Un Toxi-score pour identifier les produits cancérigènes : fausse bonne idée ?

Paris, le jeudi 22 novembre 2018 - La Ligue contre le Cancer, qui tient depuis mercredi ses États Généraux de la prévention à l’occasion de ses 100 ans, propose que soit apposé sous forme de logo informatif sur les biens de consommation un Toxi-score qui informerait sur les risques cancérigènes du produit.

Depuis le mois d’avril dernier, le recours au logo Nutri-score sur les emballages des aliments vendus par la grande distribution pour informer le consommateur sur la qualité nutritionnelle du produit est officiellement possible et recommandé. Dans le cadre de ses États Généraux de la prévention, la Ligue contre le Cancer va demander au ministre de la santé la création, sur le même modèle, d’un Toxi-score, pour que le client soit informé de la présence d’éléments cancérigènes dans le produit qu’il souhaite acheter.

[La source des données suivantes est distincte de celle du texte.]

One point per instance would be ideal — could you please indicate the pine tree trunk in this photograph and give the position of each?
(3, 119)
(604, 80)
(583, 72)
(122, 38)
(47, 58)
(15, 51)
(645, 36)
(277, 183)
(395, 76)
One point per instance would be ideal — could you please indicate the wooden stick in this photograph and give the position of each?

Ce logo pourrait être utilisé pour tous les produits de la vie quotidienne (cosmétiques, vêtements, mobiliers…) et suivrait le même principe que le Nutri-score : un système d’étiquetage allant du A vert au E rouge en fonction de la dangerosité possible du produit.

Pour justifier sa proposition, la Ligue contre le cancer s’appuie sur plusieurs constats. Selon elle, 40% des cancers seraient évitables car principalement dus à des causes environnementales. Les membres de l’association remarquent par ailleurs que l’information sur les produits cancérigènes serait peu claire et trop parcellaire. Par exemple, un produit peut préciser qu’il est sans parabène sans indiquer qu’il contient d’autres éléments potentiellement cancérigènes, selon Emmanuel Richard, délégué à la prévention pour la Ligue. Au total, il existerait en France plus de 300 substances autorisées potentiellement cancérigènes, à plus ou moins long termes.

Des questions multiples

L’utilisation d’un tel score n’est cependant pas sans soulever de très nombreuses questions. Étiqueter un risque cancérigène paraît en effet faire l’impasse sur la relation entre la dose (souvent infinitésimale dans les produits) et l’effet. Une telle proposition semble ainsi reposer sur une confusion entre le risque (la toxicité intrinsèque de certaines substances) et le danger (soit la possibilité de développer certains effets en fonction de l’exposition). Le recours à un Toxi-score suggère par ailleurs l’insuffisance des mécanismes de régulation, qui conduirait à l’approbation de produits dangereux pour l’homme, ce qui n’est majoritairement pas démontré par les évaluations scientifiques. Enfin, si le rôle joué par l’exposition à certaines substances dans le développement de cancer a été parfaitement prouvé dans des cadres professionnels, si certaines substances considérées comme probablement cancérogènes sont l’objet de nouvelles recherches constantes, le tabac, l’alcool, l’âge, certaines expositions professionnelles et dans une moindre mesure des facteurs génétiques sont bien plus certainement les premiers facteurs de risque de cancer. Les cancers par ailleurs ne connaissent pas aujourd’hui de hausses relatives (en fonction de l’âge), mais une progression en valeur absolue, en grande partie liée à la progression du vieillissement.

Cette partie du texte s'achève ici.